Opening with the autobiographical shuffle, “I Knew I’d Be Playing the Blues,” Wayne tells a classic story of seduction; in this case, how he was led astray by secular music: “I was brought up in church, in L.A. town/You could hear the blues all around/On Saturday night the music was loud/Here comes the police to break up the crowd/And somehow I knew, Lord I’d be singin’ and playin’ the blues.” Though the lyrics don’t delve much deeper, that’s alright because it leaves plenty of space for Branch to take a few solo turns on the blues harp.

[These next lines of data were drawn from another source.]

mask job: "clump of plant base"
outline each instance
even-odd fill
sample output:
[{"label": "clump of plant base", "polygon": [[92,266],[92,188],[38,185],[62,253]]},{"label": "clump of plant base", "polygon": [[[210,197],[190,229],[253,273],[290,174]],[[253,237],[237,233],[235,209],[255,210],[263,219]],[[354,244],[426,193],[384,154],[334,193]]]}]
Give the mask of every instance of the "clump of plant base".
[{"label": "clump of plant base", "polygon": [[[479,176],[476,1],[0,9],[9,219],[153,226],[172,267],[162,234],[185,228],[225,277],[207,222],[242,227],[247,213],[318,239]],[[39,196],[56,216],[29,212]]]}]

Wayne really comes into his element on tracks such as “Start Rockin’,” “Jimmy and Johnny” and “Lake Country Boogie,” which showcase his distinct boogie piano style while also giving a nod to the foundations of rock and roll and jump blues. “That Raggedy Shack” is another jump blues throwback, featuring Dave Babcock on sax. Of course, a preacher’s kid can’t get by without including a message song. “That Girl Needs Help” was composed after Wayne heard a news report about troubled youth. The contemporary up-tempo blues track urges folks not to look the other way when someone is in trouble, and Branch keeps the mood upbeat with his swinging solos.
Wayne also pays tribute on this album to two of his favorite musical legends. “Mr. Blueberry Hill” pays homage to New Orleans’ pianist Fats Domino, who transformed boogie into rock and roll. The album closes with a live recording of “Georgia on My Mind,” and serves as Wayne’s tribute to another favorite musician, Ray Charles.
Kenny “Blues Boss” Wayne’s Inspired by the Blues is a unique album, offering original compositions in styles not often heard these days. But if you’re a fan of classic boogie woogie and jump blues, you’ll find much to love.